Connecticut Statute of Limitations on Back Child Support Payments (Arrears)
There is no statute of limitations in Connecticut for enforcement of child support arrears.
Connecticut Statute of Limitations for Determination of Paternity
The statute of limitations in Connecticut for establishment of paternity 18 years of age.
Age of Emancipation / Age of Majority in Connecticut
The age of majority in Connecticut is 18 except in cases where decree of dissolution of marriage, legal separation or annulment is entered on or after July 1, 1994 in accordance with CGS Sec. 46b-84, support continues for unmarried children residing with a parent until completion of 12th grade or the age of nineteen, whichever first occurs. CGS §17b-745, 46b-171, 46b-172 and 46b-215 amended October 1, 2004, extends the support liability of parents who are subject to the provisions of these statutes to age 19 for unmarried children who remain full-time high school students.

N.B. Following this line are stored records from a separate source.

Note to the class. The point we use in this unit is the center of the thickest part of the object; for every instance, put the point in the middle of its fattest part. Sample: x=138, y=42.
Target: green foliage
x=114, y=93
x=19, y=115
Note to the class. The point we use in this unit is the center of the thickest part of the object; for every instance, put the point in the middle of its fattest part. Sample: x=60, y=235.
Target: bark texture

Support obligation may be extended past the age of majority if the child lives with a parent and has mental retardation, or a mental or physical disability, until age 21 in cases of dissolution of marriage, legal separation or annulment, for orders entered on or after October 1, 1997, in accordance with CGS Sec. 46b-84.

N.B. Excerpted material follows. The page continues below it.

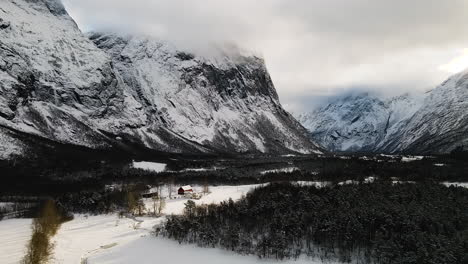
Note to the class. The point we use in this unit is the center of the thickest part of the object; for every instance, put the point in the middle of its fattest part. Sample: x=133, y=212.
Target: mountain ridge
x=435, y=122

How Are Child Support Payment Amounts Determined in Connecticut?
Connecticut courts follow mandatory guidelines in an effort to make fair and consistent child support orders. The Connecticut Child Support and Arrearage Guidelines are regulations which provide a formula to determine the child support payment amount. The Guidelines use the combined income of the mother and the father and the number of children to determine a child support amount.
The Connecticut Child Support and Arrearage Guidelines may be downloaded from the Judicial Branch website.
Custody and Visitation Issues
Child support and visitation rights are separate issues. The court determines both and will usually order the non-custodial parent to pay support and the custodial parent to make the child available for visits.
The custodial parent must obey the court order for visitation, even if the non-custodial parent cannot or will not pay child support. The court can enforce any of its orders against either parent.